The cross-border fighting was some of the most intense since an 11-day war in 2021 between Israel and Palestinian militants in Gaza. It came hours after Khader Adnan, a leader in the Islamic Jihad militant group, died in Israeli custody after a nearly three-month hunger strike, prompting Palestinians to launch a general strike and protests in the West Bank and Gaza.
Adnan is credited with helping introduce the practice of protracted hunger strikes by Palestinian prisoners as a form of protest, primarily against the practice of administrative detention, a measure Israel uses to detain people without charge or trial.
The spike in violence is a test for Prime Minister Benjamin Netanyahu's government, its most right-wing ever, whose members have called for a tough line against Palestinian violence. Government members leveled criticism at their own leadership's response to rocket fire from Gaza. Orit Struck, a Cabinet minister with the Religious Zionism party, told Kan public radio that Israel did not "exact a toll."
"We needed to level a few buildings in Gaza, and some chief terrorists needed to join their friend who died in jail," she said.
In the occupied West Bank, the focal point for Israeli-Palestinian violence over the last year, Israeli troops destroyed the houses of two Palestinians who carried out deadly attacks against Israeli civilians in October and November.
Israel says home demolitions are meant to deter future attackers, but critics say they amount to collective punishment against the families of assailants and only exacerbate tensions with Palestinians.
The military said it destroyed the house of Mohammed Souf in the northern West Bank town of Haris. The 18-year-old Palestinian killed three Israelis in a stabbing and car-ramming attack in a Jewish settlement in November before he was killed at the scene.

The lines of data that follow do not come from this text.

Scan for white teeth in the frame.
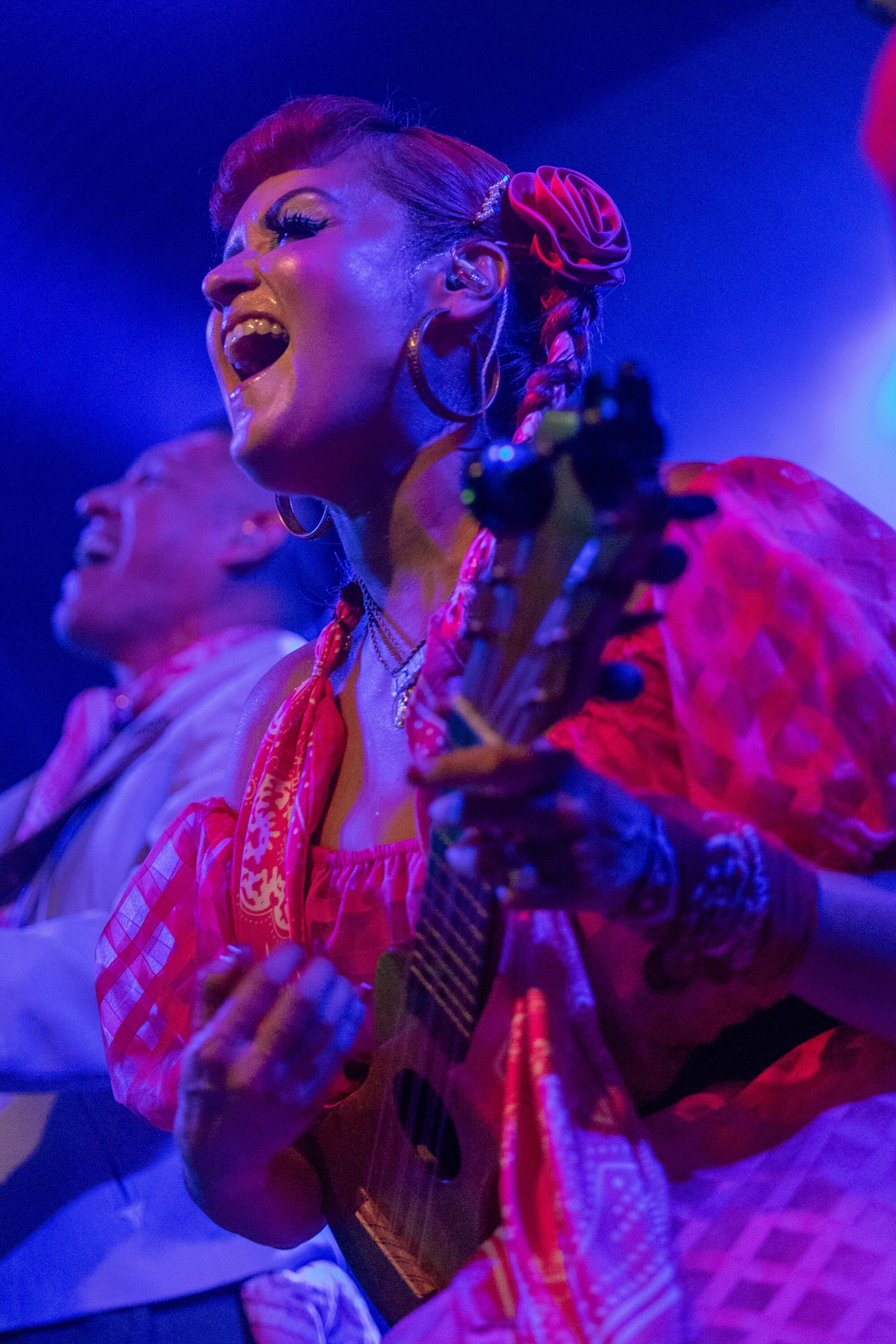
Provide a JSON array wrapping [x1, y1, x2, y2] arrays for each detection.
[[224, 317, 286, 351]]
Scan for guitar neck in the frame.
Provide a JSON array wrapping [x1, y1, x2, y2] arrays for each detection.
[[409, 715, 500, 1060]]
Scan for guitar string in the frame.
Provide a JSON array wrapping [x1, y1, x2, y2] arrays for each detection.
[[360, 505, 666, 1269]]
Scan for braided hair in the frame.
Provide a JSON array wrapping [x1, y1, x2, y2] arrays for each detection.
[[211, 95, 625, 438]]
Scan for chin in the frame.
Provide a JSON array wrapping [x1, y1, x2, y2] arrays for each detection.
[[52, 601, 114, 663]]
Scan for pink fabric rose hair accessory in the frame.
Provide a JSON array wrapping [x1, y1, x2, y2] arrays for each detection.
[[504, 167, 631, 289]]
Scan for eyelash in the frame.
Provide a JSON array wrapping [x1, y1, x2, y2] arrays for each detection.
[[274, 211, 328, 242]]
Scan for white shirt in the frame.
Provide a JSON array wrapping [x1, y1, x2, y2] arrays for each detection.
[[0, 630, 337, 1331]]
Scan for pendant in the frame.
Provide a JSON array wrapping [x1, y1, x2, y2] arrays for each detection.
[[392, 644, 426, 728]]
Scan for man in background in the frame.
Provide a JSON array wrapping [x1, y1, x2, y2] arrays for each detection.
[[0, 425, 343, 1344]]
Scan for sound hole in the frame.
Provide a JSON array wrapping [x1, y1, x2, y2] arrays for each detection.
[[392, 1068, 461, 1180]]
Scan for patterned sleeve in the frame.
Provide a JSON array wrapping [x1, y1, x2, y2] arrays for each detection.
[[553, 458, 896, 1101], [553, 458, 896, 872], [97, 798, 237, 1129]]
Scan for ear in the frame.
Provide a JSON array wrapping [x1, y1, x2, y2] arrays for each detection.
[[218, 508, 289, 574], [427, 238, 510, 325]]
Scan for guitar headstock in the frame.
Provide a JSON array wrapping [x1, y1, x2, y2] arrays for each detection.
[[450, 364, 715, 746]]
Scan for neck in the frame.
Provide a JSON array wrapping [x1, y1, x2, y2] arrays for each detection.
[[112, 606, 277, 685], [333, 427, 478, 644]]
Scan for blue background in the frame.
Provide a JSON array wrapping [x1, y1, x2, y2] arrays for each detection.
[[0, 0, 896, 785]]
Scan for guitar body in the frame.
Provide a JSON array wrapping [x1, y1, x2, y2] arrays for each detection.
[[314, 952, 512, 1325], [302, 368, 715, 1324]]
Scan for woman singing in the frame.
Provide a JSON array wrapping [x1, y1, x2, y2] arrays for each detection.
[[98, 97, 896, 1341]]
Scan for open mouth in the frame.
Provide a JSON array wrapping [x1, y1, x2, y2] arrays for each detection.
[[75, 536, 117, 570], [224, 317, 289, 383]]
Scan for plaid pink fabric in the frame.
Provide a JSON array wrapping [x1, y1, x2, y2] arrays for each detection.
[[98, 460, 896, 1344]]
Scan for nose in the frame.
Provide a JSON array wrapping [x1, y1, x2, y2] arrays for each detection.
[[203, 251, 258, 312], [75, 485, 116, 523]]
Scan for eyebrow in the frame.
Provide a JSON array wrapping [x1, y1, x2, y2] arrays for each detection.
[[223, 187, 339, 261]]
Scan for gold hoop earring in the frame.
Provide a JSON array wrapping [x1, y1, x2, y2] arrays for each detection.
[[274, 495, 333, 542], [405, 308, 501, 425]]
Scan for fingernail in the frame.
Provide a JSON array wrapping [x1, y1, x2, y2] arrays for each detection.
[[265, 942, 302, 985], [445, 844, 475, 878], [430, 793, 463, 827]]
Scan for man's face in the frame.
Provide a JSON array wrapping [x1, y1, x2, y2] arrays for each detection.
[[54, 430, 246, 663]]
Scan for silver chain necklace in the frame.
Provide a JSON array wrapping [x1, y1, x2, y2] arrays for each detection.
[[358, 578, 426, 728]]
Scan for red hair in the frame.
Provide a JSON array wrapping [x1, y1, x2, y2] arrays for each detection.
[[211, 95, 598, 435]]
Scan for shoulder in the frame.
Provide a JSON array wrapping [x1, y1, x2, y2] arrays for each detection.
[[224, 644, 314, 810]]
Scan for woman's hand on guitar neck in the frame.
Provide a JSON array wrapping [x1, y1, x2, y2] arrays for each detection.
[[175, 943, 364, 1246], [413, 743, 655, 917]]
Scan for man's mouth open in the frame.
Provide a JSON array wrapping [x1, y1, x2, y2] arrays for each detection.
[[224, 317, 289, 383]]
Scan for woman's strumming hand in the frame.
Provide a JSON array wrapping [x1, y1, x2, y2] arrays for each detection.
[[413, 743, 655, 917], [175, 943, 364, 1245]]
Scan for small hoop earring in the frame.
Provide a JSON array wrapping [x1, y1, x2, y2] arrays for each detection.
[[274, 495, 333, 542], [405, 308, 501, 425]]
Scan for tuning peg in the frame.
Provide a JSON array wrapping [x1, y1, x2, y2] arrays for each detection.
[[666, 495, 717, 523], [461, 444, 553, 536], [594, 663, 643, 703], [643, 542, 688, 583], [615, 612, 662, 634]]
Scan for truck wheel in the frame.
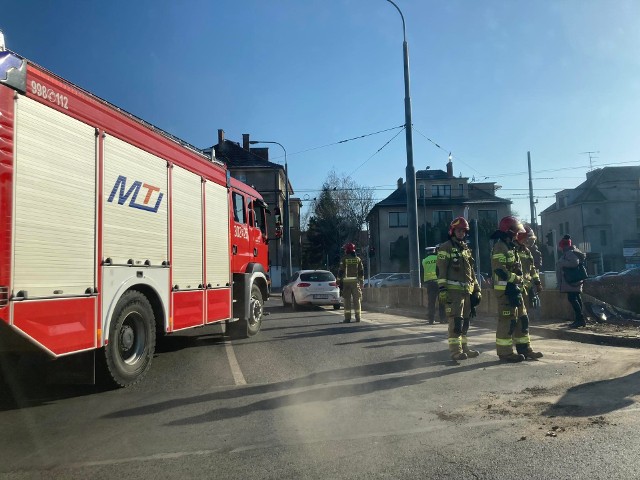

The army also said it leveled the West Bank home of a Palestinian man arrested on suspicion of stabbing an Israeli man in October. Shalom Sofer later died of his wounds.
Israel and Palestinians in the West Bank have been locked in an escalating bout of fighting for the past year. About 250 Palestinians have been killed by Israeli fire and 49 people have been killed in Palestinian attacks on Israelis.